Прищурился, выискивая слабые места в нашей обороне, но их не имелось. Во всяком случае пока. Даже окопался кое-кто — не зря я приказал захватить с собой саперные лопатки. Слегка, конечно, некогда окопы рыть, ни для стрельбы стоя, ни лежа, но брустверы впереди себя успели соорудить чуть ли не половина гвардейцев. И костерки горят, а в руках у ребяток фитили дымятся. Стало быть, если что, то…. Ну да, вон один размахнулся и метнул гранату в группу приблизившихся всадников. Взрыв и следом стоны и яростные вопли уцелевших.
…Обычные будни небольшой войнушки.
Да и умница Груздь, стоящий подле возка с ханом, распоряжается всеми, словно всю жизнь ими командовал. Докладывал он мне сухо, деловито, каждое слово по существу. Кстати, разместить Кызы-Гирея вместе с сыновьями в крытой карете — его идея.
— Подумалось, ежели они не увидят хана, то не так рьяно станут лезть его освобождать. Очень уж их злило, что он связан, да еще и рот заткнут, — пояснил он мне.
— А рот зачем велел заткнуть? — осведомился я и усмехнулся, услышав, что Кызы-Гирей поначалу просто бранился, но затем принялся отдавать какие-то команды на татарском.

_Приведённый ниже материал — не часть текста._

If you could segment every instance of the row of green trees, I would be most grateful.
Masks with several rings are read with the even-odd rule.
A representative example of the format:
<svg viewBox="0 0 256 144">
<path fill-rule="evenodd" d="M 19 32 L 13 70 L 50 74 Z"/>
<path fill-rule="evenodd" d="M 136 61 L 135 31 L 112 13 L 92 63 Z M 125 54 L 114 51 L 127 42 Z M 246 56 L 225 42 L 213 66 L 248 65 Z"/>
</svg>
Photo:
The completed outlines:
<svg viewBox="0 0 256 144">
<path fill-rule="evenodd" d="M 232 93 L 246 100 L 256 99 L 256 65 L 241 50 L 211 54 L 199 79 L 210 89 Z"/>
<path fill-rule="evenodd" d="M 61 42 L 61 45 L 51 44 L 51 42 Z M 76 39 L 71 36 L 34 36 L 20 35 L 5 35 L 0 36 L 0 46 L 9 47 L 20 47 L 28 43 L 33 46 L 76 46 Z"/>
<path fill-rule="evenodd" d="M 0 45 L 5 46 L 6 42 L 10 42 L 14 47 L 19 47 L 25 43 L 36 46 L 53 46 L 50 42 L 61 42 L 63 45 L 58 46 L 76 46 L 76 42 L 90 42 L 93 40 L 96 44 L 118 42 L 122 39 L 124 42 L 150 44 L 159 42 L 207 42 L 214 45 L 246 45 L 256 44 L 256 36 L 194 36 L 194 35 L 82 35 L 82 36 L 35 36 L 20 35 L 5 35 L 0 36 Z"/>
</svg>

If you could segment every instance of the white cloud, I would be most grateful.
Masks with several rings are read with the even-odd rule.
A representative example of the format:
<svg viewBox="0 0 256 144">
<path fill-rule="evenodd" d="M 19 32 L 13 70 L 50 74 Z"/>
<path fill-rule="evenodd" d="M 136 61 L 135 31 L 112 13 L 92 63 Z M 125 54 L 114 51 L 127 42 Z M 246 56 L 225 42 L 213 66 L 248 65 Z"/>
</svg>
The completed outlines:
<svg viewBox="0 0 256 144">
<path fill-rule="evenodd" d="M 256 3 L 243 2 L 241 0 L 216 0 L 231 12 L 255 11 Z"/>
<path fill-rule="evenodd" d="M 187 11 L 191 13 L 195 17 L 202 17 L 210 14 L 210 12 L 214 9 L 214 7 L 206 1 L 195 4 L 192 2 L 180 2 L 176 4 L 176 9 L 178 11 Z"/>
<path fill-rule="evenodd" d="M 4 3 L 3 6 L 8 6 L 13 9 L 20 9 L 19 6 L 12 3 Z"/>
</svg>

Что за команды, Груздь не понял, но на всякий случай велел вставить хану в рот кляп. А чуть погодя, поняв, насколько это зрелище бесит крымчаков, распорядился подогнать крытую колымагу и усадил в него всех троих. Авось она все равно стоит подле телеги с бочонками пороха и если что, разницы нет, никому из троицы не выжить.
Успел Груздь распорядиться и насчет Годунова, приказав Метелице усадить государя в другую карету. Ну и командир телохранителей молодцом — ничего не забыл, не перепутал, поместив Годунова именно в одной из трёх, над которой весь день накануне трудились каретники, размещая тонкие, но прочные закаленные листы стали в дверцы, позади, впереди, словом, со всех сторон. Получились эдакие маленькие броневички. Две кареты предназначались для бывших пленниц, а одна — для Федора. Ее, разумеется, откатили от телеги с порохом как можно дальше, почти вплотную к ханскому шатру. Там же сидел и отец Исайя, которого умница сотник отдал под опеку все того же Метелицы, строго-настрого запретив выпускать наружу.